Public Talk, February 29, 1948 | Mumbai, India
Question: Will the sexual urge disappear when we refuse to name it?
... Now, the question is, "will the sexual urge disappear when we refuse to name it?" It will disappear, obviously; but if you don't understand the whole process of consciousness, as I have carefully explained, merely putting an end to a particular urge, pleasant or unpleasant, does not bring about that eternal quality of love. Without love, merely putting an end to an urge has no meaning, and you will become as dry as the idealist whose passions are very carefully held in check. Because, if you do not understand the whole process of consciousness, the passions are always there, though you refuse to name them. To understand the whole process, is very arduous. You may have understood the verbal expressions of what I have explained, but the living significance, the inward meaning, you will understand only through experimentation. As I have said, where there is love, there is chastity. But the man, the idealist who is passionate and wants to be chaste, who wants to become dispassionate - such a man will never know love, because he is only concerned with becoming something, which is another form of selfishness. He is only concerned with his struggle to achieve, to reach the ideal, which is non-existent. Therefore such a man has an empty heart, and he fills his empty heart with the things made by the mind. And how can he know love, when his heart is filled with the ideal, which is a thing made by the mind?
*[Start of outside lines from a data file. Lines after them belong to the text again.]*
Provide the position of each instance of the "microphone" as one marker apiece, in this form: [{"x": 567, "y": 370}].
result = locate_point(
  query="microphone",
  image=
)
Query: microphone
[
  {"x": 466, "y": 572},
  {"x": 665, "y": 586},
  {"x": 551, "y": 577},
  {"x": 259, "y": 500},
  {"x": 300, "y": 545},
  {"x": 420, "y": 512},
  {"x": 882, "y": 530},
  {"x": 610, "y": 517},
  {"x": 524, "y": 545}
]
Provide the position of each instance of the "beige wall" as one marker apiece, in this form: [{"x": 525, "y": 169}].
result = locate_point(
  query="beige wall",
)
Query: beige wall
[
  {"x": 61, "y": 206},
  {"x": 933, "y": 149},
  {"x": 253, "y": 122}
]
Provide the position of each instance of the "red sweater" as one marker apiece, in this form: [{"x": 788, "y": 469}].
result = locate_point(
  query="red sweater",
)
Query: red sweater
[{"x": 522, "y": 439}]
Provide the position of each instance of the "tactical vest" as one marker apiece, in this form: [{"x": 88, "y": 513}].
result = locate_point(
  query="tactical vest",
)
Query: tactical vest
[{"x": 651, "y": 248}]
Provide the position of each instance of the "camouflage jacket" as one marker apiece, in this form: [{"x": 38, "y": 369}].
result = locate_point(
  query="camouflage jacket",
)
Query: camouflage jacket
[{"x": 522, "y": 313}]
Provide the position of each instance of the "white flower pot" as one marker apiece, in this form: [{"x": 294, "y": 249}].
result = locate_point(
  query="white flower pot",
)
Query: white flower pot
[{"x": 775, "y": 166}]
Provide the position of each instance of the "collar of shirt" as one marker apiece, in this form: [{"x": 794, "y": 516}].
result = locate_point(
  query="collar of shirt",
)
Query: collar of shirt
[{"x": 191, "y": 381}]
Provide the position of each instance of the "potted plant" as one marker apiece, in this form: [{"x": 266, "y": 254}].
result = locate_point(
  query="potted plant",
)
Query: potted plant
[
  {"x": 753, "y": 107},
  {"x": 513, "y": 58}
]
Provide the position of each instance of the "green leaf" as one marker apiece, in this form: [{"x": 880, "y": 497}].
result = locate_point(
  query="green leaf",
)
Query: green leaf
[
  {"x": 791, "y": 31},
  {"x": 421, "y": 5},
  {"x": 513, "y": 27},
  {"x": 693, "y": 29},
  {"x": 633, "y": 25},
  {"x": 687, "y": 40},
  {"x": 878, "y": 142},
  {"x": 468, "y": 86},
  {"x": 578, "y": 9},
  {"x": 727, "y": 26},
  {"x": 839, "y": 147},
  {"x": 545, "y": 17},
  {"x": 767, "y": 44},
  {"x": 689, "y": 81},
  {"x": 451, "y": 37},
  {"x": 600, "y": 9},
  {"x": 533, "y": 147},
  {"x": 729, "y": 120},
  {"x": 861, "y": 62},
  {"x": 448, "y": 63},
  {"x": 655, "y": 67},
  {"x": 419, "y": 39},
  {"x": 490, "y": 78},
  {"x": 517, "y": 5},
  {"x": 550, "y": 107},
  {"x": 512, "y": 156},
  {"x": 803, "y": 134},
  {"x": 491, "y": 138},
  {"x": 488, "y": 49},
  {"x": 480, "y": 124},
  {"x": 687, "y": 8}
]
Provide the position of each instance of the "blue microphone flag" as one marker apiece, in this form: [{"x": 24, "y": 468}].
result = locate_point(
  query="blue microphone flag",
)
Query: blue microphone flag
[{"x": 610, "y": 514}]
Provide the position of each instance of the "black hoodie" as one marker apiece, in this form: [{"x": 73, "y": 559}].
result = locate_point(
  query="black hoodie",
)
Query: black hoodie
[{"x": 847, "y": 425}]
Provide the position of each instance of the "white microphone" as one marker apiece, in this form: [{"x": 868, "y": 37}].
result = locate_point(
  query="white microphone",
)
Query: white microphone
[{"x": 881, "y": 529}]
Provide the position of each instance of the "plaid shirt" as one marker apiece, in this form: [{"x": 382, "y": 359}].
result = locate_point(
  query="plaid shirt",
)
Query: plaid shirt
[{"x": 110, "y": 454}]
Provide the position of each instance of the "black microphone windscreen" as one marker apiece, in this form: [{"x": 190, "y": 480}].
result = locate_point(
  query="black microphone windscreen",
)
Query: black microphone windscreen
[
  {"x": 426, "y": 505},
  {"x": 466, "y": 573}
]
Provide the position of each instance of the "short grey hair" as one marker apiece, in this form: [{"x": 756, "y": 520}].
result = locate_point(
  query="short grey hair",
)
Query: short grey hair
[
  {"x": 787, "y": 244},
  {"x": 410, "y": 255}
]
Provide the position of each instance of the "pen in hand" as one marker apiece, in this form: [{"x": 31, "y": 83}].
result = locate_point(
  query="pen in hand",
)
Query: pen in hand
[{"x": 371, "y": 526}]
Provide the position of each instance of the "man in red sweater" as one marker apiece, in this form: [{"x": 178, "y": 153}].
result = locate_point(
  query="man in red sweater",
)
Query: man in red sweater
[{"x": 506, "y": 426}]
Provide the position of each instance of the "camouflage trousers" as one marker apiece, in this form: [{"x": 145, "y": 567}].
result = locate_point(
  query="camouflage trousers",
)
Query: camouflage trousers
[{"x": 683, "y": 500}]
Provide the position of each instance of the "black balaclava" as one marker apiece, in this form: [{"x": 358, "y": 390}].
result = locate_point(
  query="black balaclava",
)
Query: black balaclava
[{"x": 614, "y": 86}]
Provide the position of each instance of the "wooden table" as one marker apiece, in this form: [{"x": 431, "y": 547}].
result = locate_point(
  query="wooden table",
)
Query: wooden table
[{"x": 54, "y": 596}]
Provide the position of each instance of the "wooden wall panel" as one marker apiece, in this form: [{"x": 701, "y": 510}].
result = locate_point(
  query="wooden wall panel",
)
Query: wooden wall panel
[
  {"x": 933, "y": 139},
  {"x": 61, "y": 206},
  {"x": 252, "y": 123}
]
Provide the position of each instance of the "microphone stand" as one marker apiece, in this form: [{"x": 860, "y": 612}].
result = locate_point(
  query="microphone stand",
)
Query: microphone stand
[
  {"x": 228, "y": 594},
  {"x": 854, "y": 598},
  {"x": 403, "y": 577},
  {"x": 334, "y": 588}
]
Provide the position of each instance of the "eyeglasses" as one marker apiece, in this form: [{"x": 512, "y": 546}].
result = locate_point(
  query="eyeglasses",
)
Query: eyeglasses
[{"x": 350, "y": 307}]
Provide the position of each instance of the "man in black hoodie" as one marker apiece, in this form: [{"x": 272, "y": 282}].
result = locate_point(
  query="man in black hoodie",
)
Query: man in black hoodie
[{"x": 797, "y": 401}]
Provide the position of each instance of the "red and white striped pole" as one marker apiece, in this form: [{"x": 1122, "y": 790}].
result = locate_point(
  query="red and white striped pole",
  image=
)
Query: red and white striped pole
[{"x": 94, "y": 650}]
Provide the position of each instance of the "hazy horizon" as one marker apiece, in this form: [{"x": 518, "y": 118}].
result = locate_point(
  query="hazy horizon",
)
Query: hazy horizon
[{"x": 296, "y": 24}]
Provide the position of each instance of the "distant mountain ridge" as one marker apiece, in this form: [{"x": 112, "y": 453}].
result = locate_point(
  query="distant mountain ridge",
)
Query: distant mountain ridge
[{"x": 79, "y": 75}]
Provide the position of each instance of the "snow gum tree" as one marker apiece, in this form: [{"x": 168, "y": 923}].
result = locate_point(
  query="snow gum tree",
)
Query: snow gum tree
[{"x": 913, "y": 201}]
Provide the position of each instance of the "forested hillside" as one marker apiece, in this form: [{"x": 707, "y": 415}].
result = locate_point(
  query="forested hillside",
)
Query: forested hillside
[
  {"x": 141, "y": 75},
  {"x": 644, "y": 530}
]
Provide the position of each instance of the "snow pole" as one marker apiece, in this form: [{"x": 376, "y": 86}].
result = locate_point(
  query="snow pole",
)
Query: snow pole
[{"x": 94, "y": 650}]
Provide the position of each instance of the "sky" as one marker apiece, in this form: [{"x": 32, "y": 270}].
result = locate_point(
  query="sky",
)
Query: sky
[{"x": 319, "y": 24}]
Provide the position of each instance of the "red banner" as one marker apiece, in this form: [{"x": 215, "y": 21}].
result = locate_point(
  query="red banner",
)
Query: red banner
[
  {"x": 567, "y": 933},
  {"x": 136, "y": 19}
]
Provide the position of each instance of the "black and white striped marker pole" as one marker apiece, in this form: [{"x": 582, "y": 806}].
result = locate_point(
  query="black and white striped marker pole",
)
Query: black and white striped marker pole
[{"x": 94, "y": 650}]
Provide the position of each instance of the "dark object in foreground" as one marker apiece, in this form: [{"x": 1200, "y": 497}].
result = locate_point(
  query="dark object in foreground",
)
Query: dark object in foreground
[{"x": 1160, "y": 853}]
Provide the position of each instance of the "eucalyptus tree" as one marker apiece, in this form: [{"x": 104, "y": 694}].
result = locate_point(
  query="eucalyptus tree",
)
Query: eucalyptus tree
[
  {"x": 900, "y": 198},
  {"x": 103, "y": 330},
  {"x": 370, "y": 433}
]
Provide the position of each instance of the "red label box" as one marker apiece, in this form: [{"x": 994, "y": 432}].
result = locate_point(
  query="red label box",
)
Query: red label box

So, it is a very complex and subtle problem, this question of terming, giving a name; but you will understand it if you experiment with it. There are enormous riches, an enormous depth, in understanding this process of terming, naming a feeling a sensation. Once you open the door to it, you will discover vast riches; but to discover, there must be freedom to experiment, and freedom comes through virtue - not in becoming virtuous, but in being virtuous.